Donald Morrison, journaliste, auteur de "Que reste-t-il de la culture française ?"
C comme culture, D comme déclin, E comme erreur ?
LE MONDE | 29.11.08 | 20h48 • Mis à jour le 30.11.08 | 11h01Dans votre livre, Que reste-t-il de la culture française ?, qui prolonge votre article de Time Magazine, vous précisez que celui-ci vous avait été commandé par des Anglais et que "la rivalité historique entre les deux pays" peut faire peser un certain soupçon sur cette demande. Pourquoi alors avoir accepté la commande ?
J'ai d'abord refusé, je trouvais qu'il n'y avait pas là de sujet, je vis à Paris plusieurs mois par an et la culture est partout, bien vivante. Mais quand j'ai regardé l'impact de cette riche culture outre-Atlantique, j'ai vu qu'il était quasi nul, surtout si on le compare au rayonnement français de la fin du XIXe siècle et de la première moitié du XXe. Alors, j'ai cherché à comprendre. J'ai constaté, en premier lieu, le déclin de la langue française.

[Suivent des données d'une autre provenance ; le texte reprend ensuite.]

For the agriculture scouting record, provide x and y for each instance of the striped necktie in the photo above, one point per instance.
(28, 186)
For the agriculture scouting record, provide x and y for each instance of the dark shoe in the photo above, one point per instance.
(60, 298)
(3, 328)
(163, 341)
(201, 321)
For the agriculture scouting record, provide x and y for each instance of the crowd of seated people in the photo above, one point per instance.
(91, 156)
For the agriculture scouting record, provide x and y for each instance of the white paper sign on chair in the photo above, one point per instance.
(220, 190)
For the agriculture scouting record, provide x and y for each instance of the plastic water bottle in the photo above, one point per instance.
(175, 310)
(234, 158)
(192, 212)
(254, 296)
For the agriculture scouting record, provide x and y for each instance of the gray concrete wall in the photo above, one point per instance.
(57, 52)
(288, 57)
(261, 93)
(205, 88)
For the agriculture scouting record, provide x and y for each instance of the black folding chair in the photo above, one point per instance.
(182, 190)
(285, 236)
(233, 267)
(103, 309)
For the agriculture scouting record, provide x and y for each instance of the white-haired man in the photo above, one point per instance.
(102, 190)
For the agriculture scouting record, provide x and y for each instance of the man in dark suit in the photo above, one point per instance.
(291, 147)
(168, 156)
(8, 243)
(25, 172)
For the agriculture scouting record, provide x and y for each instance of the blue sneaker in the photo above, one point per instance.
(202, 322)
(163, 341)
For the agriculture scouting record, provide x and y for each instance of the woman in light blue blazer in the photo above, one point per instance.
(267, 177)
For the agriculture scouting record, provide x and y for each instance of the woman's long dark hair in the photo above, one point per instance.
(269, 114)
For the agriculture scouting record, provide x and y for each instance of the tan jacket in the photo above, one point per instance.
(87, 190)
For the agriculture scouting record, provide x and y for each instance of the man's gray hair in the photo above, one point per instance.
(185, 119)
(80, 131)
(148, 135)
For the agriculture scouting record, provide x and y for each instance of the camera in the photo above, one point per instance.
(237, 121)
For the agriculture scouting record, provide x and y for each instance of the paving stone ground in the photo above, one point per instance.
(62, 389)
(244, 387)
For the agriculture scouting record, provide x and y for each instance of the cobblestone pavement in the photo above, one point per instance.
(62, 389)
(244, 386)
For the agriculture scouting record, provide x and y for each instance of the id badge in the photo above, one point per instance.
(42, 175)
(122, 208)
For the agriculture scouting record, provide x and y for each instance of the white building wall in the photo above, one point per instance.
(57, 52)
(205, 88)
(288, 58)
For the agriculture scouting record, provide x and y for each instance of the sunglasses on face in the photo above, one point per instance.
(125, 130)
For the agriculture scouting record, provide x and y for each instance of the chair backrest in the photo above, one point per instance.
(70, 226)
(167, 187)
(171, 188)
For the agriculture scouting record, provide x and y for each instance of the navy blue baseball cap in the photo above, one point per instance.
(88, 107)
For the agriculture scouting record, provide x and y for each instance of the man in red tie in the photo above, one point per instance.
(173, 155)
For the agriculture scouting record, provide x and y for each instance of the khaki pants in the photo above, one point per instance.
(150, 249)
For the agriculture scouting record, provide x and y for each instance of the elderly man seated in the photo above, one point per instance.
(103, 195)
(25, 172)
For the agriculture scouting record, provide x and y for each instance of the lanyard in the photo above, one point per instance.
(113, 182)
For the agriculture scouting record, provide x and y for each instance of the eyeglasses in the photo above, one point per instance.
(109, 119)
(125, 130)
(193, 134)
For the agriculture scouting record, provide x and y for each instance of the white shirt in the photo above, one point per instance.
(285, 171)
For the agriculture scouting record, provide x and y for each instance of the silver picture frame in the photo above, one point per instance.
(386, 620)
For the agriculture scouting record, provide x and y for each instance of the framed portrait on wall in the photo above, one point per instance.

Il faut pourtant attendre la page 100 pour voir surgir cet argument. Lorsqu'une langue n'est plus dominante, le rayonnement culturel est moindre.
C'est tout à fait vrai pour la littérature, mais ça ne devrait pas jouer pour les autres arts. Or, à l'exception des architectes, les artistes français, plasticiens, musiciens, sont moins cotés que leurs contemporains britanniques ou américains.
"L'art n'est plus considéré avec le sérieux nécessaire en France", écrivez-vous. N'est-ce pas là le vrai problème, non pas la culture française, mais la France et son déni de sa propre culture, son manque d'intérêt pour la culture ?
Si, en partie. Je cite le cas du photographe Helmut Newton, qui a vécu en France, aimait la France et a voulu donner des photos à la France. On a refusé, il les a données à Berlin. Et que dire de François Pinault emportant sa collection à Venise ?Est-ce que votre article et votre livre - dans une moindre mesure parce que plus nuancé - ont exaspéré les Français parce que vous leur montrez, en creux, une image d'eux-mêmes qui les dérange ?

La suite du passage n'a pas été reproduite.